This is inspired from reading the newspaper this morning. (Perhaps it’s one of the ways of overcoming a blogger’s block!)
Well, it was about the ongoing SSC admissions that have finally begun after an eternity of waiting. A whopping 13500 students scored 90% or more this year compared to Karnataka’s 7000 odd whereas UP and Bihar have 2 and 4 students scoring more than 90%. Andhra Pradesh leads the pack with 140,000 students crossing the coveted threshold. During my school days, there wasn’t even a single student in 15 years who had breached the 90% mark but now the smarty’s list at school is inundated with ninety percenters. This is so reminiscent of the ‘.com’ or the 'stock exchange’ bubble. This is also a bubble waiting to be burst.

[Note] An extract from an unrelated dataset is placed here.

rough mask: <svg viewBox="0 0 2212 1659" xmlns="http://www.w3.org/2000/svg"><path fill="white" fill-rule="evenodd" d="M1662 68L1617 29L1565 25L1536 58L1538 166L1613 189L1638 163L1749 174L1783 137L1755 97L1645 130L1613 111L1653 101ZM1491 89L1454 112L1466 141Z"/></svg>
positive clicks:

While the parents of the super kids would be gloating over the success of their kids, little do they realise that their kids might find it very difficult to end up in colleges of their choice despite having scored so heavily in the examinations. One can’t blame the Kids for that because it seems that the entire state is scoring in the 90s now-a-days. By the time the kids get a grasp of what’s happening they are already past school and doing something they don’t want to do.
What’s more ironical about this ‘90% era’ is the increasing number of protests about the pressure of studying in a school or the weight of a school bag. When we were in school we used to carry the same number of books and the teachers used to spank as well. And the State hadn’t started the much anticipated dumbing down processes as well.
However, there is no denying the fact that there is more pressure on the students now than ever before. However, the source of this pressure is rarely due to a heavy bag or a ‘strict’ teacher, it is more often than not the Parents themselves. Nowadays, kids are enrolled in everything possible right from Hindustani Classical Singing to Salsa, Cricket and Acting classes. Mostly, just to assuage a wealthy Parent’s ego.
Rarely do we see kids chasing butterflies. Or dreams. And that’s the real problem.